Walt Disney said if you can dream it, you can do it. At 15 I set out to make that motto a reality. I would create a full-length, dramatic feature film using a cast of unknown actors that would be a call-to-arms in the cause against bullying. The goal was to finish it before my graduation. Daunting task? Sure. But I soon found out that people thrive on seeing someone attempt daunting tasks. They even want to be a part of it. With the aid of over 100 youth in my hometown, we achieved our goal and created a media frenzy in the city. We were in every newspaper, on every radio show and even made international news. The film The Vicious Circle had taken on a life of its own — one that I could not control. But beyond that, we showed an entire city what a group of dreamers are capable of when they commit unwaveringly to their ambitions.
As I approach my mid-twenties, I am beginning to learn why most adults lose that drive and belief in their dreams. We are taught to grow out of the childhood naivety we all had as kids. Work, school and the “real world” teach us to see naivety as a shameful thing. The truth is we must hang on to it. The naivety and imagination of a child is the most important tool on an impossible quest. Without it, we are plagued by logic and realism, which prevents us from seeing past obstacles and barriers. It is naivety that led me to write, direct and produce my current feature film, William’s Lullaby, with no budget, a crew of seven and a tight 16-day shooting schedule. Five years in the works, William’s Lullaby now holds its own as a professional, dramatic and anticipated work in the film community. And to think that three years ago I had no idea how it would come together. All I had was a story, a dream and a little faith.

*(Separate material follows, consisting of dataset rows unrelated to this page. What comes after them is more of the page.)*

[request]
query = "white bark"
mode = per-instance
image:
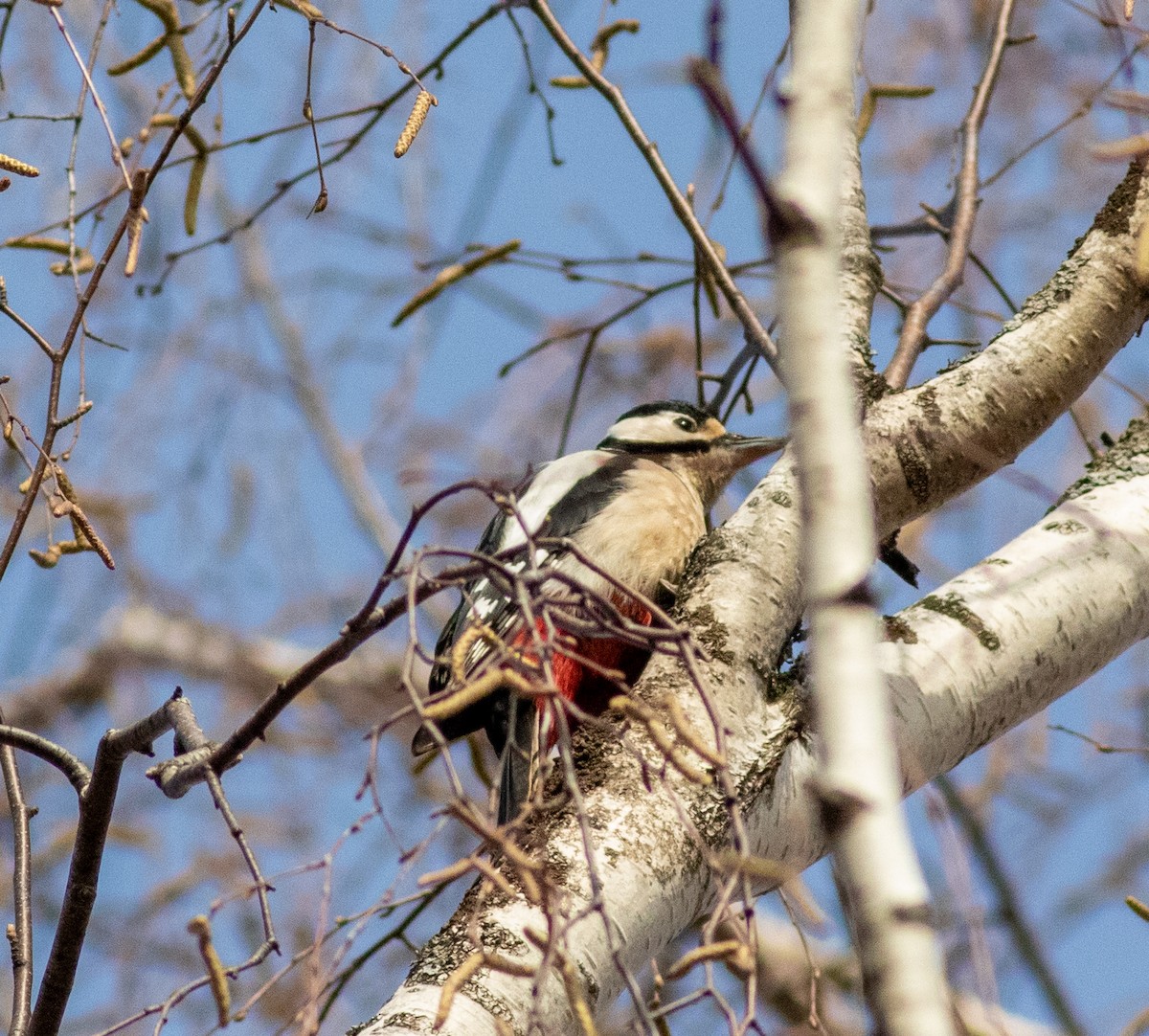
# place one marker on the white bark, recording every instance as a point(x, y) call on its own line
point(742, 597)
point(859, 784)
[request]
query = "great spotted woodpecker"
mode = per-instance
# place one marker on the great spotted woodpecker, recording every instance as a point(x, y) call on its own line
point(635, 507)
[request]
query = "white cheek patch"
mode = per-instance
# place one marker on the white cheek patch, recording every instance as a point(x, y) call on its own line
point(650, 427)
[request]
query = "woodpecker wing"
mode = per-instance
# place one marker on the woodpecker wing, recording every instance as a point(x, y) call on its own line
point(560, 500)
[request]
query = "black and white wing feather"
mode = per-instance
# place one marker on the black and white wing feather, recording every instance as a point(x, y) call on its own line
point(561, 499)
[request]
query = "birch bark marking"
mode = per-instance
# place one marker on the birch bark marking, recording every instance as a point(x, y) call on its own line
point(859, 783)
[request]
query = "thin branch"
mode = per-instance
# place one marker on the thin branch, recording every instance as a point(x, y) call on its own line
point(79, 776)
point(1009, 908)
point(20, 933)
point(60, 356)
point(913, 329)
point(118, 156)
point(738, 303)
point(97, 804)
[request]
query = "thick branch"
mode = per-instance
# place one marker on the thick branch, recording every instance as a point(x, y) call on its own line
point(741, 598)
point(859, 786)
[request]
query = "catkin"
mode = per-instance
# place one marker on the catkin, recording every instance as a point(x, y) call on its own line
point(415, 121)
point(15, 166)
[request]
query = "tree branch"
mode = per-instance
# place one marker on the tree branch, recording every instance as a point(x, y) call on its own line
point(741, 597)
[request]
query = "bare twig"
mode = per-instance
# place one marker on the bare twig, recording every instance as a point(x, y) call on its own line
point(116, 154)
point(79, 776)
point(20, 933)
point(1009, 908)
point(913, 328)
point(738, 303)
point(96, 809)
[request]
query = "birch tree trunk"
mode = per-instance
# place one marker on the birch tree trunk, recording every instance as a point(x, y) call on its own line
point(644, 858)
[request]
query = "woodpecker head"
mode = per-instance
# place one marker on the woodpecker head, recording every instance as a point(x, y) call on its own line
point(689, 442)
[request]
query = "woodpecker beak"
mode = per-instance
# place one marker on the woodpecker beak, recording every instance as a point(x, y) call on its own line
point(746, 449)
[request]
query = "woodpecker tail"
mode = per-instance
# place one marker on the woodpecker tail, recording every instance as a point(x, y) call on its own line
point(520, 757)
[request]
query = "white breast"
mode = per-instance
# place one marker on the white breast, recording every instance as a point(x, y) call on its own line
point(646, 533)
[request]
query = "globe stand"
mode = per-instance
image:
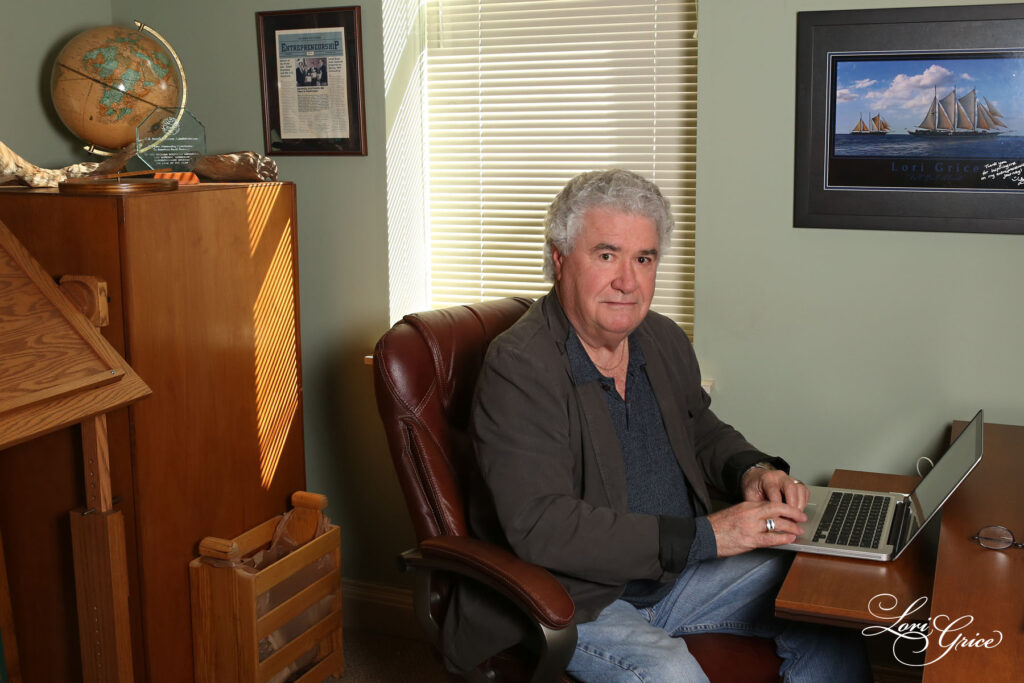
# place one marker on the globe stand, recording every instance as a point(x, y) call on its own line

All that said, faith in your dreams does not come without doubt and fear. Those who know my work know that I finish each of my films with a simple windmill logo, alluding to Cervantes’ Don Quixote — a representation of the impossible task made possible and a reminder to my audience that all dreams, no matter how daunting, can be achieved. In Cervantes’ novel, Quixote, an imaginative old man who believes himself to be a knight-errant on a valiant quest, stumbles upon a slew of windmills he sees as menacing giants to be conquered. When I helm a project I do my best to lead with confidence, humility and fortitude — just like crazy old Don Quixote. But what most don’t realize is that with every project I battle doubt and uncertainty from start to finish. At times I question my sanity for taking on these giants in the first place. Perhaps my insanity lies in the fact that I forge onward despite all of this. One thing I do know, with the release of William’s Lullaby on the horizon and the uncertainty of how it will be received, I am wiser, stronger and smarter for the doubts and fears overcome. And I will continue to tackle what scares me until I can stand tall and say: “NOTHING.”